Analyzing transactions and recording them as journal entries is the first step in the accounting cycle. It begins at the start of the accounting period and continues during the whole period. Transaction analysis is the process of determining whether a particular business event will effect the assets, liabilities or equity of the business and the magnitude of its effect (i.e. its currency value). When analyzing transactions, accountants also classify them appropriately and record them according to the debit-credit rules. Business transactions are those events which cause change in the value of its assets, liabilities or equities.
The following example illustrates how to record journal entries:
To illustrate the total accounting process we extracted some transaction of a company and step by step procedures are described.

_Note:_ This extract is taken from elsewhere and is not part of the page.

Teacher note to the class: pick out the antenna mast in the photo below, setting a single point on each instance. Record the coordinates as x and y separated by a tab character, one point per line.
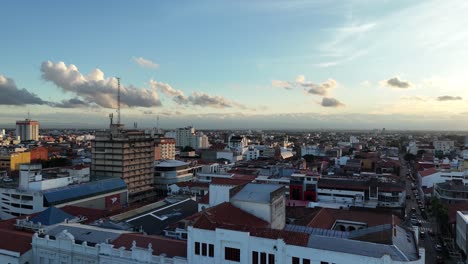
118	100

Company A was incorporated on January 1, 2010 with an initial capital of 5,000 shares of $20 par value common stock. During the first month of its operations, the company engaged in following transactions:

Jan 2
An amount of $36,000 was paid as advance rent for three months.
Jan 3
Paid $60,000 cash on the purchase of equipment costing $80,000. The remaining amount was recognized as a one year note payable with interest rate of 9%.
Jan 4
Purchased office supplies costing $17,600 on account.
Jan 13
Provided services to its customers and received $28,500 in cash.
Jan 13
Paid the accounts payable on the office supplies purchased on January 4.
Jan 14
Paid salaries to its employees for first two weeks of January, aggregating $19,100.
Jan 18
Provided $54,100 worth of services to its customers. They paid $32,900 and promised to pay the remaining amount.
Jan 23
Received $15,300 from customers for the services provided on January 18.
Jan 25
Received $4,000 as an advance payment from customers.
Jan 26
Purchased office supplies costing $5,200 on account.
Jan 28
Paid salaries to its employees for the third and fourth week of January: $19,100.
Jan 31
Paid $5,000 as dividends.
Jan 31
Received electricity bill of $2,470.
Jan 31
Received telephone bill of $1,494.
Jan 31
Miscellaneous expenses paid during the month totaled $3,470

The first step of accounting process is identification of transactions. As all of this events selected here are measurable in terms of money so these should be recorded and in the next step of accounting process are maintained for these.